これで、サーシャさんに渡す分とは別に、シアにあげる分も作ろうと思う。
シアにあげる分には、どの神様のご加護があるといいかなぁ?ちょっと聞いてみよう。
「えっと、私が特に信仰している神ですか?そうですね、・・・・・・・・・キルニアシュ様とジュステ様、それから、アラト様ですね。

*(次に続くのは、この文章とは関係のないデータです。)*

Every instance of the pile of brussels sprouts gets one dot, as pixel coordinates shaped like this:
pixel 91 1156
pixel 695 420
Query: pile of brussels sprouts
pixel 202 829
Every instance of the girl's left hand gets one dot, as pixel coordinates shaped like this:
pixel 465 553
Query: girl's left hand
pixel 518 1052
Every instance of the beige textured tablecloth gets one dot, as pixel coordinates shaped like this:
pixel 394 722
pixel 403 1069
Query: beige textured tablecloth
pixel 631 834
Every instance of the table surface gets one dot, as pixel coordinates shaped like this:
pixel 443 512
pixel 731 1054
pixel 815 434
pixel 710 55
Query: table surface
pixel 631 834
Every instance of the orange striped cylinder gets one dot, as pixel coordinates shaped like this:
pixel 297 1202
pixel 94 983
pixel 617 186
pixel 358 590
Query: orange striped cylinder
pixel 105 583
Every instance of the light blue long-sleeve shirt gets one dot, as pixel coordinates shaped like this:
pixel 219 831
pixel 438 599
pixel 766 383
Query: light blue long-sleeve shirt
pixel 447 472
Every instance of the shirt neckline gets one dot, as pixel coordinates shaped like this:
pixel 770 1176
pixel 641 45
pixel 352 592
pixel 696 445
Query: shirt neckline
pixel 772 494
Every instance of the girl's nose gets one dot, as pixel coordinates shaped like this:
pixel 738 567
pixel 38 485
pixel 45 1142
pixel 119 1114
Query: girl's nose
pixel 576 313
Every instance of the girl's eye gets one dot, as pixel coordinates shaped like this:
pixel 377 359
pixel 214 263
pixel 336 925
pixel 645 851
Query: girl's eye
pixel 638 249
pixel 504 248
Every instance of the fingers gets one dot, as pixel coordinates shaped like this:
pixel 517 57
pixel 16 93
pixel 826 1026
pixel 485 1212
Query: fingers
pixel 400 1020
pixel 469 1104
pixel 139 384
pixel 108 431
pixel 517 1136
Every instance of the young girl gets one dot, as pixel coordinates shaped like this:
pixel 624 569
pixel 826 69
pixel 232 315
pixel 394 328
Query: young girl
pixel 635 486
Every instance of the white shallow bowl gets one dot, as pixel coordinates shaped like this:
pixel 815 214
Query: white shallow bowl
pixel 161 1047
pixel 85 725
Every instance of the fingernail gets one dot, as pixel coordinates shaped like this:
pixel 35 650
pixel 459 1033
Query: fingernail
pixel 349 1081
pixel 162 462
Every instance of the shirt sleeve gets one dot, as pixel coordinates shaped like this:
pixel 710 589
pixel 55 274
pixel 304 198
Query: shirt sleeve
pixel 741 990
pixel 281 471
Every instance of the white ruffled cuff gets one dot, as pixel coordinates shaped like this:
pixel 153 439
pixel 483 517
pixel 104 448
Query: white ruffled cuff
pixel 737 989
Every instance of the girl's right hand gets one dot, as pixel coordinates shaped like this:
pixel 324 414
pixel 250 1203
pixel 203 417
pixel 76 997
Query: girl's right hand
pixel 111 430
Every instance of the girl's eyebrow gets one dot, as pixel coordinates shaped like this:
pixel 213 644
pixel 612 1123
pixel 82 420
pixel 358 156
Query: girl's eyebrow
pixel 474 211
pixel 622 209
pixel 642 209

」
成程。
シアは、学問に秀でているし、司法官志望だったらしいから、叡智神キルニアシュ・ウィズディムと正義神ジュステ・アランドは納得だね。けど、芸術神アラト・ディアラはちょっと意外だなぁ。
もしかして、シアは芸術が好きなのかなぁ?
「私の父は王家に仕える宮廷音楽家ですし、母は代々宮廷画家を多く輩出するディアンフィト男爵家の出ですので、学問の才が無ければ芸術の道を志していたと思います。」
な、なんと!?
もしかして、シアは絵が描ける人?
「どちらかと言うと、音楽よりは絵の方が得意ですね。」
こんなところに、こんな丁度良いタイミングで、一番欲しかった能力を持つ逸材がいたなんて・・・・・・・・・シアが良いって言ってくれたら、御守りに使う下絵を描いてもらおう。
「下絵ですか?こちらの紙に、・・・・・・・・・分かりました。では、何をお描きすればよろしいでしょうか?」
そうだねぇ、最初は、今回描いてもらいたい物の中で、一番見た目が分かっていて、しかもイメージもしやすい、ルビーアイを描いてもらおうかな。
「ルビーアイですか?分かりました。」
迷いとかが無いからなのか、シアの描く手は、僕が思っていたよりもかなり速く動いている。
絵が描けない僕から見れば、魔法としか思えない程の速さで、シアが描きあげたルビーアイは、鉛筆と色鉛筆だけで描かれているとは思えないほどの写真のような質感があった。